With lockdowns destroying economic activity and central bankers holding rates low, now is certainly not a boon time for banks. With that, many of our financial holdings were detractors to performance last year. However, as with previous crises, we are seeing high quality financial institutions prosper and position themselves favourably for the  eventual recovery. 

Our four largest financial holdings HDFC, Kotak Mahindra, Bank Central Asia (BCA) and Sundaram Finance, have a cumulative two hundred years’ of experience under their belt.8 Surviving this long in such a cyclical, heavily-leveraged, industry is no easy feat and entirely the result of the quality of people. 

Each of them continually sits in the highest ranks for asset quality – a function of patience and discipline. But despite the quality of underwriting, these lenders continually choose to hold more capital and build provisions far earlier and more aggressively than their peers. Such conservatism supresses short-term profitability but promotes long-term survival. Decisions like these can only be made with a mind-set that is intent on playing the Long Game. 

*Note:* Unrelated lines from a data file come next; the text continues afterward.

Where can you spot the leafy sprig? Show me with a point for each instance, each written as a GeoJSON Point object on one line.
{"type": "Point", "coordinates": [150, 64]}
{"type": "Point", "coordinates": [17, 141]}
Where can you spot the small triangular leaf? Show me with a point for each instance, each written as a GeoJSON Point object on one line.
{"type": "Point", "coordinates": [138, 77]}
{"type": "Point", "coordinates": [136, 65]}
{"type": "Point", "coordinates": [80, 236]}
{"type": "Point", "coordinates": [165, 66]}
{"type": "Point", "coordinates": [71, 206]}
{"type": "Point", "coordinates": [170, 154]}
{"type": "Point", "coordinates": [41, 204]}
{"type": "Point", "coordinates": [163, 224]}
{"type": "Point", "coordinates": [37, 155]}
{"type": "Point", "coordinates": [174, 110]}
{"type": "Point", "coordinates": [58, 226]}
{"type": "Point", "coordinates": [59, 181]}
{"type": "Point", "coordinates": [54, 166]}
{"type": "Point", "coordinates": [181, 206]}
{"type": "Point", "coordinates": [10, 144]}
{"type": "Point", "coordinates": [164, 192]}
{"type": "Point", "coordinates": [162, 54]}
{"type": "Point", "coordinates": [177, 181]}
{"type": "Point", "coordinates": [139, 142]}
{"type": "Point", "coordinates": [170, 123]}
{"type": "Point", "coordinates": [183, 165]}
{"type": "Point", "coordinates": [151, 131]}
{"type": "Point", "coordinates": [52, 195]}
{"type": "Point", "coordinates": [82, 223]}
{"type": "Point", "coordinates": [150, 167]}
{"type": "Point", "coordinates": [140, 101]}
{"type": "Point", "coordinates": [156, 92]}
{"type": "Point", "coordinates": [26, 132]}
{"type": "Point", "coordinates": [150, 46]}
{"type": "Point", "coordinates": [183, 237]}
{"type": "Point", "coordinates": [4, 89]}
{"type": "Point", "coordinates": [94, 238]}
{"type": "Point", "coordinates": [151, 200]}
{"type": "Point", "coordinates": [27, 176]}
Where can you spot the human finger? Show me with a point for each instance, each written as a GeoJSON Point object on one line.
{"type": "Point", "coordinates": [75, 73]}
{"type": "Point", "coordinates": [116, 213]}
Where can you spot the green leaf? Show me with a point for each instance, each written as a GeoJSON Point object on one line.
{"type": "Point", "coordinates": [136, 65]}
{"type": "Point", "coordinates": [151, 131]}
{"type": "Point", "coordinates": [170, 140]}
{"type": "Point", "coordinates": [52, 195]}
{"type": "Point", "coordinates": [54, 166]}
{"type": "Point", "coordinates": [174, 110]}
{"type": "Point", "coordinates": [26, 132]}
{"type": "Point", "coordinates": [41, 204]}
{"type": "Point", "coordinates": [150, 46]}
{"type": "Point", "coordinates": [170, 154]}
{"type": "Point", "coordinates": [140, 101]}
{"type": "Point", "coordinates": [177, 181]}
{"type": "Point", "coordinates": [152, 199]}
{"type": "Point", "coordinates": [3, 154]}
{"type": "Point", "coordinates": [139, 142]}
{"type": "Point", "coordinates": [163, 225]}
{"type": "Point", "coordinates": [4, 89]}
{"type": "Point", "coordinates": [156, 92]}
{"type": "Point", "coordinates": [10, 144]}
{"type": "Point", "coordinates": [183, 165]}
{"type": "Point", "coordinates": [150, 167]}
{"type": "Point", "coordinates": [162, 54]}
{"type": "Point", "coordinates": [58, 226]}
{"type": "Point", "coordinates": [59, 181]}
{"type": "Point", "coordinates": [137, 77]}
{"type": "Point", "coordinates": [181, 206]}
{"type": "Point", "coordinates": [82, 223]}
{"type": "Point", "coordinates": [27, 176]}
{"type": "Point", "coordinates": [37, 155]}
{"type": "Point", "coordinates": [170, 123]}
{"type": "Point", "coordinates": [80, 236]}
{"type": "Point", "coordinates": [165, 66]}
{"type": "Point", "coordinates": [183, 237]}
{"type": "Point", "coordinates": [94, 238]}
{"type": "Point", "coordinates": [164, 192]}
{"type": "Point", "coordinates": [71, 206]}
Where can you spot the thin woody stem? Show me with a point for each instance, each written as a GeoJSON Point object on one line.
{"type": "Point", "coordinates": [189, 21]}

Their hard-earned reputations for strength at time of crisis does not go unnoticed by depositors who race to hand over hard-earned savings at the expense of lower quality peers who consequently face capital withdrawals and see borrowing costs rise. Kotak, HDFC, BCA and Sundaram now sit on strong, low cost capital bases, and have improved their already strong relative competitiveness at the bottom of the cycle: a behaviour we have seen time and time again. We believe each of them should be able to compound at an attractive rate from here as they benefit from industry consolidation as well as the growing penetration of financial products in their respective economies. 

Looking forward

2020 has proven that forecasting, especially over the short-term, is of little use and time is best spent on factors we can control. Growing political and environmental risks, combined with accelerating technological and consumption trends, mean time-horizons matter more than ever. We continue to allocate our clients’ capital to companies where we trust high-quality, aligned, long-term stewards to build enduring franchises capable of generating attractive amounts of cash-flow over the years, decades and generations to come.